He nodded satisfaction. “So I hear. I don’t know how they managed it, but I accept the fact without question.”
“Do you think it’s always safe to do that?” queried his son Chester, coming up in time to hear.
“Accept facts without question? What else can you do with facts?”
“But if they should turn out not to be facts?”
“In this case I have the evidence of my ears,” returned the learned man, comfortably, and Chester walked away again, his eyes dancing.
“Nobody can tell you from Lindmann,” he whispered, behind the screen, during an interval.
“That’s good. Hope the delusion keeps up. We don’t feel much like Lindmann,” returned Churchill, hastily turning over a pile of music. “Get your crowd to talking as loud as it can—then we’re comparatively safe. Where’s the second violin part of ‘King Manfred’? Look out, Just—you hit my elbow twice with your bow-arm last time. These quarters are a bit—There you are, Charlotte. Now take this thing slow, and look to your phrasing. All ready!”
The costume dances did not come until after supper. By that time the Churchills and Birches, behind the screen, had settled down to steady work. During supper a violin, with the ’cello and bass, carried on the music, while Doctor Churchill, Celia and Carolyn Houghton planned a substitute programme for the dances.
In two cases they found the original music familiar; in most of the others it proved not very difficult to adapt other music. The leaders of the dances were told that whatever happened they were to carry through their parts without showing signs of distress.
“It’s a pretty big bluff,” murmured Jeff, leaning back in his chair and mopping a perspiring brow. “Phew-w. but it’s hot in here! I expect to see several of those crazy dances go all to pieces on our account. That Highland Fling! Mind you keep up a ripping time on that. It ought to be piped, not stringed.”
Nevertheless, in spite of a good deal of perturbation on the part of both dancers and orchestra, the entertainment went off well enough to be applauded heartily. Certain numbers, notably the South Carolina breakdown, the Irish jig, and the minuet of Washington’s time, “brought down the house,” presumably because the music fitted best and bothered the dancers least.

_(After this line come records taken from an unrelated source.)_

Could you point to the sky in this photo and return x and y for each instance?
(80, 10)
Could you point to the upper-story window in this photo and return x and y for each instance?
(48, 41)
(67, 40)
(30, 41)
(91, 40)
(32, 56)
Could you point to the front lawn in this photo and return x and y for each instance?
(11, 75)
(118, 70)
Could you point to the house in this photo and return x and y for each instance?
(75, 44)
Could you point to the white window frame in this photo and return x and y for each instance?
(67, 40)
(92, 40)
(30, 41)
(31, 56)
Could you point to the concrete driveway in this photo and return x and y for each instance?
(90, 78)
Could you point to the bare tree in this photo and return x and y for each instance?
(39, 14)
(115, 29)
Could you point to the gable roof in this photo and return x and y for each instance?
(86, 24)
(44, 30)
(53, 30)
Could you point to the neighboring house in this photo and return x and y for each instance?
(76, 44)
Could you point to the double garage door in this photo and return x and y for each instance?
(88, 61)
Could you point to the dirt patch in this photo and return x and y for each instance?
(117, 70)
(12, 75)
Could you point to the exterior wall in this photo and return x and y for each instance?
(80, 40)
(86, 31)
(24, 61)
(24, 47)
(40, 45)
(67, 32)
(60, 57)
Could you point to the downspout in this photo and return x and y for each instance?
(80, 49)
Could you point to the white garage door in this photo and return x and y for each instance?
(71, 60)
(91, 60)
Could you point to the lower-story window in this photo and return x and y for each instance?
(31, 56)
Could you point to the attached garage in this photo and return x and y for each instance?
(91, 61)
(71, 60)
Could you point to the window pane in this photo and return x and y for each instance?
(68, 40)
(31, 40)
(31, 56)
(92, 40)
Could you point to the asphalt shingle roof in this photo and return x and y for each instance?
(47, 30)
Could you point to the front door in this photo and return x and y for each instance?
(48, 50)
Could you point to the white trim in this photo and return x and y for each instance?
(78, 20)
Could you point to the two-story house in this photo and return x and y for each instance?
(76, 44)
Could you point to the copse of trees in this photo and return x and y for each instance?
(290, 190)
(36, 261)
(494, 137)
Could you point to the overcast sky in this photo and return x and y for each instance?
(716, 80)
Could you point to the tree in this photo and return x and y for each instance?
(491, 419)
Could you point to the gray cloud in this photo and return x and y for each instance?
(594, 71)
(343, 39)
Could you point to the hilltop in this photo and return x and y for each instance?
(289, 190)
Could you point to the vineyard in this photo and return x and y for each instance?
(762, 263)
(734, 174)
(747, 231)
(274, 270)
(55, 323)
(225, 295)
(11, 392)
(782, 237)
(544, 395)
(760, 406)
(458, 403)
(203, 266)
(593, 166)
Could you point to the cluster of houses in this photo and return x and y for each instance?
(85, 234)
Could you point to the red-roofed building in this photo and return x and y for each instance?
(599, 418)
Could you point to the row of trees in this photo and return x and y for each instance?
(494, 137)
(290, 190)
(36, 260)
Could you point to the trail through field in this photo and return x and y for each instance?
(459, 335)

When it was over, the musicians expected to escape before they were found out, thinking the fun Would be the greater if the Agnews did not learn to whom they were indebted until later. But young Chester Agnew defeated this. He instructed half-a-dozen of his friends, and as the final strains were coming to a close, these boys laid hold of the wall of palms and pulled it to pieces. The musicians, laughing and protesting, were shown to the entire company.
A great murmur of surprise was followed by a burst of applause and laughter, in the midst of which Doctor and Mrs. Agnew hurried to the front, followed by their daughters, who had already discovered the truth, but had been warned by their brother to keep quiet about it.